Albanese sembra proprio aver assorbito la lezione dei maestri ai quali ha prestato la propria maschera da uomo comune – in primis il Gianni Amelio de L’intrepido – concentrandosi meritoriamente su coloro che non fanno notizia, vittime continue di qualcosa che viaggia ben al di sopra delle loro capacità di controllo. Sarebbe abbastanza azzardato definire Cento domeniche – titolo in apparenza ambiguo che si riferisce ai giorni festivi impiegati a costruire la casa di proprietà da parte di gente che si “è fatta da sé” – un’opera alla Ken Loach e tuttavia non siamo così distanti dall’illustre modello. Del celebre cineasta britannico manca forse la lucidità dell’analisi complessiva ma trattandosi di una vicenda narrata da un punto di vista personale, quello di Antonio, lo stesso appare un difetto trascurabile. Il protagonista assiste alla sfascio progressivo della propria e altrui esistenza e, giustamente, non capisce. Non comprende come gli altri, in senso lato, abbiano potuto tendergli una trappola così devastante, a lui che si è sempre fidato del prossimo. Proprio per tali motivi l’Albanese regista e cosceneggiatore accresce da un lato l’empatia verso il personaggio, dall’altro l’inquietudine nei confronti di una situazione del tipo “può accadere a chiunque”. Quasi un invito – a tratti ideologicamente un po’ confuso e venato di qualunquismo dettato dalla rabbia – a diffidare di un mondo le cui regole sono dettate da un capitalismo sempre più avido, incurante dei destini di persone trattate alla stregua di agrumi da spremere e gettare via.

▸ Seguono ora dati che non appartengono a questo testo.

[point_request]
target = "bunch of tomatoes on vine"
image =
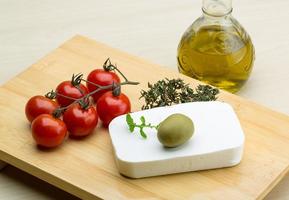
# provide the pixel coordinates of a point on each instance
(75, 108)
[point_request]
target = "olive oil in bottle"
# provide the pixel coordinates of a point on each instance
(216, 49)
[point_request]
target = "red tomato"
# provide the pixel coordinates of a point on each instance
(66, 88)
(48, 131)
(103, 78)
(38, 105)
(110, 106)
(80, 122)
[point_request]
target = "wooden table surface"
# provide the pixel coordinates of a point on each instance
(150, 29)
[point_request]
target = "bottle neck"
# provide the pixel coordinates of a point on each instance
(217, 8)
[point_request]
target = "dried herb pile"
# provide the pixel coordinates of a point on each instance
(167, 92)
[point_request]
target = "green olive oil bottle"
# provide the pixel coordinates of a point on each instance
(216, 49)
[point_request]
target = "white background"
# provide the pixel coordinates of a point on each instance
(29, 29)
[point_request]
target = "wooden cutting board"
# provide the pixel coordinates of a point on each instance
(86, 168)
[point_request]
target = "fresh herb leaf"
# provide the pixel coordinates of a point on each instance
(142, 133)
(167, 92)
(132, 125)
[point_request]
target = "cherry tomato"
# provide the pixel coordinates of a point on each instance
(68, 89)
(103, 78)
(48, 131)
(80, 121)
(110, 106)
(38, 105)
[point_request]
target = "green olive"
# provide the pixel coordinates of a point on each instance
(175, 130)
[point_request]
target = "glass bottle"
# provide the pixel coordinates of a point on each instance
(216, 49)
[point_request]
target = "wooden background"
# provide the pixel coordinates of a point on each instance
(150, 29)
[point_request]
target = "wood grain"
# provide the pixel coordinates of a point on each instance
(86, 168)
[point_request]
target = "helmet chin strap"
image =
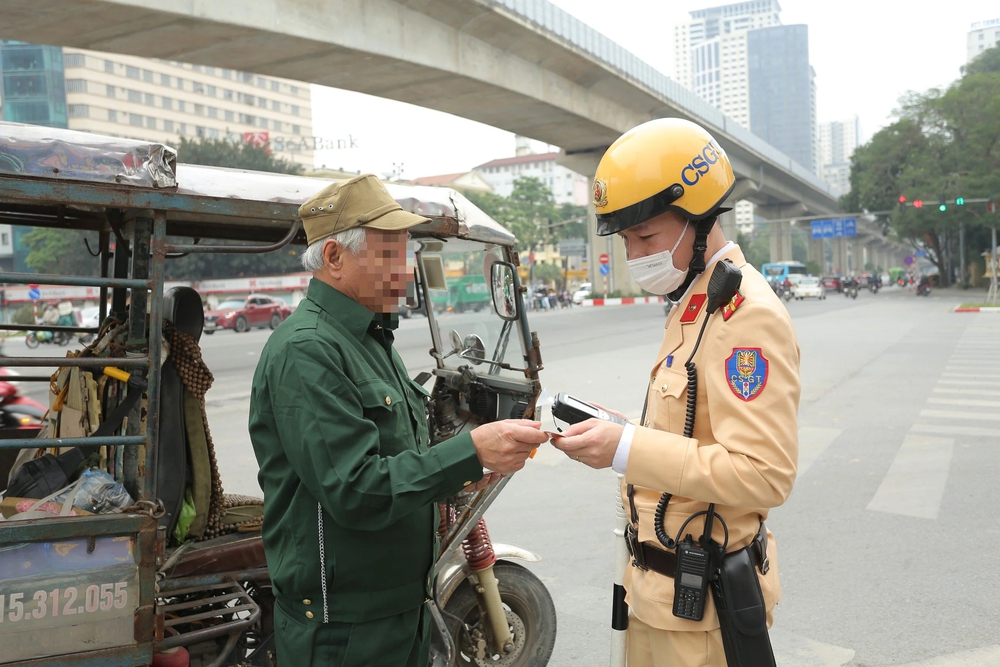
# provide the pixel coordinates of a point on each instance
(702, 228)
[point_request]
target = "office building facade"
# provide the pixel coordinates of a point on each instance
(161, 100)
(982, 35)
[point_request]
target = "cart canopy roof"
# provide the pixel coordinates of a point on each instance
(69, 179)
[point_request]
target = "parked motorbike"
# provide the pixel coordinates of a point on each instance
(35, 338)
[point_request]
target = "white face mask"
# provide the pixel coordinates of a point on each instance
(656, 273)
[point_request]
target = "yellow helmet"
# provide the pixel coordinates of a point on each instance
(668, 164)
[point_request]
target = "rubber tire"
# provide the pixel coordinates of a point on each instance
(526, 596)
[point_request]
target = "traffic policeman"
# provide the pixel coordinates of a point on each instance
(661, 187)
(341, 437)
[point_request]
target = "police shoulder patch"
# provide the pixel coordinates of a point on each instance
(746, 372)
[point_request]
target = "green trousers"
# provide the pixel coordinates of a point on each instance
(397, 641)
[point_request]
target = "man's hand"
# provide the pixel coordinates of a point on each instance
(593, 442)
(503, 446)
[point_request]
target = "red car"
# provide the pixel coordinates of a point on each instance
(241, 315)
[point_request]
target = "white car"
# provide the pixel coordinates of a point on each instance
(582, 293)
(807, 287)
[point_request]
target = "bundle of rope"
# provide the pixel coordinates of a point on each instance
(197, 378)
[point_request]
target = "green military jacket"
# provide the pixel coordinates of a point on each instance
(341, 437)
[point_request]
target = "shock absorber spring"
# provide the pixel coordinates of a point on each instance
(478, 548)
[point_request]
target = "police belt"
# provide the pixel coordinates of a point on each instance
(647, 557)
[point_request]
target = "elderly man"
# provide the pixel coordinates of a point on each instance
(340, 433)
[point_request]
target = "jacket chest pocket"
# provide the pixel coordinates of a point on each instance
(385, 406)
(667, 401)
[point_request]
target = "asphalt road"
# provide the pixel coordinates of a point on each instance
(888, 543)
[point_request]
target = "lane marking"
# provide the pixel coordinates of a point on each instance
(954, 414)
(956, 430)
(916, 479)
(971, 392)
(813, 441)
(964, 401)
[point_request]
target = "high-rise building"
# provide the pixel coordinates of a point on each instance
(783, 91)
(160, 100)
(982, 35)
(837, 142)
(33, 90)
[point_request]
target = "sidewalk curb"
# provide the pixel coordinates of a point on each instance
(978, 309)
(624, 301)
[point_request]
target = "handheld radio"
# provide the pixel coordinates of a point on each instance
(572, 410)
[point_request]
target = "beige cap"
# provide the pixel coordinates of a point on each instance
(361, 201)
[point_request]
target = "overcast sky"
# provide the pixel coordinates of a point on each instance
(866, 54)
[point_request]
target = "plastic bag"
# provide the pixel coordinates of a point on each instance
(100, 493)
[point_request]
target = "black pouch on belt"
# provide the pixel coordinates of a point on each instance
(742, 615)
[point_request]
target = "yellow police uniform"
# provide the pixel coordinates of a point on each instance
(742, 457)
(744, 447)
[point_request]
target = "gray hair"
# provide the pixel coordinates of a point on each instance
(349, 239)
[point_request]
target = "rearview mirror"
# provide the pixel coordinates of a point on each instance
(504, 289)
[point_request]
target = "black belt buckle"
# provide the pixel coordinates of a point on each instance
(634, 547)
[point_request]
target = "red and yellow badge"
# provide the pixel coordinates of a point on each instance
(600, 193)
(730, 308)
(693, 308)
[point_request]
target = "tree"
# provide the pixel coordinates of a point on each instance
(945, 142)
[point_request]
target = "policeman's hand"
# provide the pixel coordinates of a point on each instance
(503, 446)
(592, 442)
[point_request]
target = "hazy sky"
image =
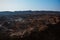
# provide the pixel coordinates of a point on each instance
(17, 5)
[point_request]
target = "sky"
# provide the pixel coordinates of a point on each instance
(21, 5)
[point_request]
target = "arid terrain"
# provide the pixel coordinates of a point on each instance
(30, 25)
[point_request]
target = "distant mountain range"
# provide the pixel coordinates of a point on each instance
(28, 12)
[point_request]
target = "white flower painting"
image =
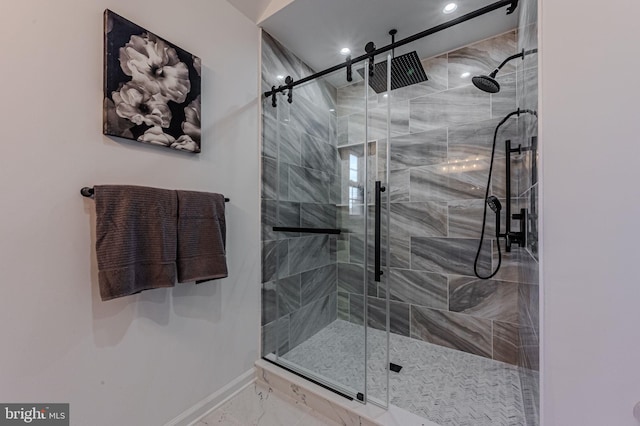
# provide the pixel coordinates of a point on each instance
(152, 88)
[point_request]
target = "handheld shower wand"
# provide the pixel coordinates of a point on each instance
(493, 202)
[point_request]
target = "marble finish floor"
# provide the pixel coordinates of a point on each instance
(445, 386)
(260, 405)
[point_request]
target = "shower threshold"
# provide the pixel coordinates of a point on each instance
(443, 385)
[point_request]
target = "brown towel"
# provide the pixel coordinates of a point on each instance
(135, 239)
(201, 236)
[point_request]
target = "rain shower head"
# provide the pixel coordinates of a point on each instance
(494, 203)
(486, 83)
(405, 71)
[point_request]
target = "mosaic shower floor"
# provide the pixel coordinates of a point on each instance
(445, 386)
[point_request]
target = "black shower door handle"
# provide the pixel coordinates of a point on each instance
(378, 270)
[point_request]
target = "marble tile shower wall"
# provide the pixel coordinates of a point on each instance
(441, 135)
(299, 189)
(528, 303)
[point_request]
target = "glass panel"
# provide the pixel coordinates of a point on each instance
(377, 298)
(316, 281)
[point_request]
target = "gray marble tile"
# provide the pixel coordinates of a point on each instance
(449, 182)
(343, 130)
(343, 306)
(269, 136)
(400, 252)
(283, 181)
(528, 39)
(307, 253)
(481, 58)
(418, 149)
(456, 106)
(437, 75)
(318, 215)
(425, 219)
(311, 119)
(275, 337)
(473, 141)
(269, 173)
(417, 288)
(308, 185)
(489, 299)
(528, 89)
(312, 318)
(529, 306)
(343, 248)
(281, 213)
(399, 183)
(356, 248)
(356, 309)
(318, 283)
(351, 278)
(275, 259)
(378, 121)
(333, 249)
(350, 99)
(318, 155)
(465, 219)
(529, 357)
(456, 331)
(504, 102)
(449, 255)
(269, 296)
(505, 342)
(399, 316)
(351, 221)
(288, 290)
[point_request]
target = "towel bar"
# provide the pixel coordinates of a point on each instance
(88, 192)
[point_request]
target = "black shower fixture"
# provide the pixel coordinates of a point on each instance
(511, 237)
(494, 204)
(405, 69)
(488, 83)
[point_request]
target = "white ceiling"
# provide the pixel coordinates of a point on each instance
(315, 30)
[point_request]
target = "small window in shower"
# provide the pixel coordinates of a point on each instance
(355, 189)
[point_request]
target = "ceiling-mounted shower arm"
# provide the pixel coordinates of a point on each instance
(289, 82)
(370, 48)
(393, 33)
(522, 55)
(471, 15)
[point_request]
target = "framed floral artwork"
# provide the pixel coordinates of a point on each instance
(151, 87)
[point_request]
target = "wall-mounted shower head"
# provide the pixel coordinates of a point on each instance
(486, 83)
(494, 203)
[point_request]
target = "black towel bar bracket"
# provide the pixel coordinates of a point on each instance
(88, 192)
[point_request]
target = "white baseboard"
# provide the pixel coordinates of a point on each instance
(213, 401)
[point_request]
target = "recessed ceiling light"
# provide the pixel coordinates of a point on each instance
(450, 8)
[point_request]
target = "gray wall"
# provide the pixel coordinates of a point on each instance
(441, 140)
(299, 189)
(528, 303)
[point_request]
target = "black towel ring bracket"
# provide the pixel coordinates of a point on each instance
(88, 192)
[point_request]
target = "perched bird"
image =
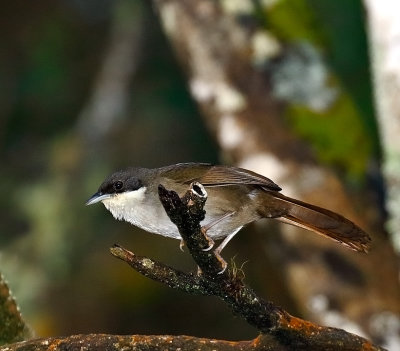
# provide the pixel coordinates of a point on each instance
(236, 197)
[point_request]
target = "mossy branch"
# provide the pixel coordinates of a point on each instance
(279, 331)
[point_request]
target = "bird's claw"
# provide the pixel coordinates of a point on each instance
(210, 242)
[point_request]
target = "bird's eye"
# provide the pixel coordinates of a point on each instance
(118, 185)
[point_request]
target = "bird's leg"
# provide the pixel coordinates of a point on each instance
(208, 226)
(181, 245)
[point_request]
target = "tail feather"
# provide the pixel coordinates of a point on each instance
(324, 222)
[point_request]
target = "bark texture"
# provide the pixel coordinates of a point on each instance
(279, 330)
(384, 36)
(240, 75)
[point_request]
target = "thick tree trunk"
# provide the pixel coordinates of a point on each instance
(236, 73)
(384, 35)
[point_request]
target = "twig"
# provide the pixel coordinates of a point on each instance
(289, 332)
(12, 326)
(279, 330)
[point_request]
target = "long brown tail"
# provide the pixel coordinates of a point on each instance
(324, 222)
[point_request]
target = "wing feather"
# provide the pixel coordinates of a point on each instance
(210, 175)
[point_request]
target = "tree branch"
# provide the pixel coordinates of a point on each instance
(279, 330)
(12, 326)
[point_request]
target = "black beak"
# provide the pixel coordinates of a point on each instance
(97, 197)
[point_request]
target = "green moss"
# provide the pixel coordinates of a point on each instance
(294, 20)
(337, 135)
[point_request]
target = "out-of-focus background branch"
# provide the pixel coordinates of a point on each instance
(281, 87)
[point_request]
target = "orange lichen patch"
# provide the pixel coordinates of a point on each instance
(299, 324)
(53, 344)
(257, 341)
(367, 346)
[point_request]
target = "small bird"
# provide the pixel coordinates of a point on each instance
(236, 197)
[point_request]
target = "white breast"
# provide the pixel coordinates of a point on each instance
(138, 209)
(144, 211)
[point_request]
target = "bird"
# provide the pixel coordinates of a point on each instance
(236, 197)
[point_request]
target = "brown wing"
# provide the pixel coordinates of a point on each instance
(210, 175)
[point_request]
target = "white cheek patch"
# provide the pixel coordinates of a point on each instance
(123, 205)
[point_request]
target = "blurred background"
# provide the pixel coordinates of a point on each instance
(89, 87)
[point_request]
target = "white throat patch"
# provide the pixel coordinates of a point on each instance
(124, 205)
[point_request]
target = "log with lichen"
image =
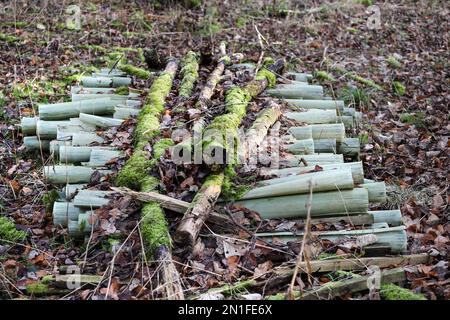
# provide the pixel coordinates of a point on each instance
(189, 74)
(136, 175)
(236, 101)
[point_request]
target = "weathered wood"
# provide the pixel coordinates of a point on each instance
(305, 146)
(316, 104)
(332, 180)
(66, 110)
(62, 174)
(34, 143)
(310, 159)
(314, 116)
(394, 237)
(28, 125)
(323, 203)
(356, 167)
(85, 138)
(105, 82)
(391, 217)
(100, 122)
(65, 211)
(377, 191)
(297, 91)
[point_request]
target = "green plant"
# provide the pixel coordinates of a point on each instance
(9, 232)
(398, 88)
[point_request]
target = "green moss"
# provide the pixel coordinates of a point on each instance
(189, 74)
(9, 232)
(8, 38)
(135, 71)
(398, 88)
(325, 76)
(154, 226)
(37, 288)
(393, 292)
(49, 198)
(266, 74)
(393, 62)
(417, 119)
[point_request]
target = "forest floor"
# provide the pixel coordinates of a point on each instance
(404, 135)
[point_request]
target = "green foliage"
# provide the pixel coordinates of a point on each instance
(417, 119)
(355, 96)
(9, 232)
(393, 292)
(37, 288)
(393, 62)
(49, 198)
(398, 88)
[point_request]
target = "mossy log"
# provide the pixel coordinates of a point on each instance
(236, 100)
(189, 74)
(314, 116)
(198, 212)
(305, 146)
(332, 180)
(394, 237)
(320, 131)
(66, 110)
(323, 203)
(62, 174)
(34, 143)
(290, 173)
(105, 82)
(135, 175)
(289, 161)
(65, 211)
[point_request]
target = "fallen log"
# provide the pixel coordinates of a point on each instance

Al di là dei difetti del lungometraggio, Antonio Albanese merita un sentito elogio. Perché ha avuto, con Cento domeniche, il coraggio di cambiare rispetto al cliché da lui abilmente costruito nel corso degli anni e perché chiunque abbia intenzione di vedere il film non potrà rimanere indifferente di fronte ad un epilogo forse ineluttabile – e perciò prevedibile – ma di certo destinato a rimanere impresso ben oltre il termine della visione.
Dopo il passaggio alla Festa del Cinema di Roma 2023 Cento domeniche avrebbe senza dubbio pieno diritto di penetrare le coscienze del pubblico. Anche con la violenza necessaria a suggerire ulteriori spunti di riflessioni. Nel bene e nel male.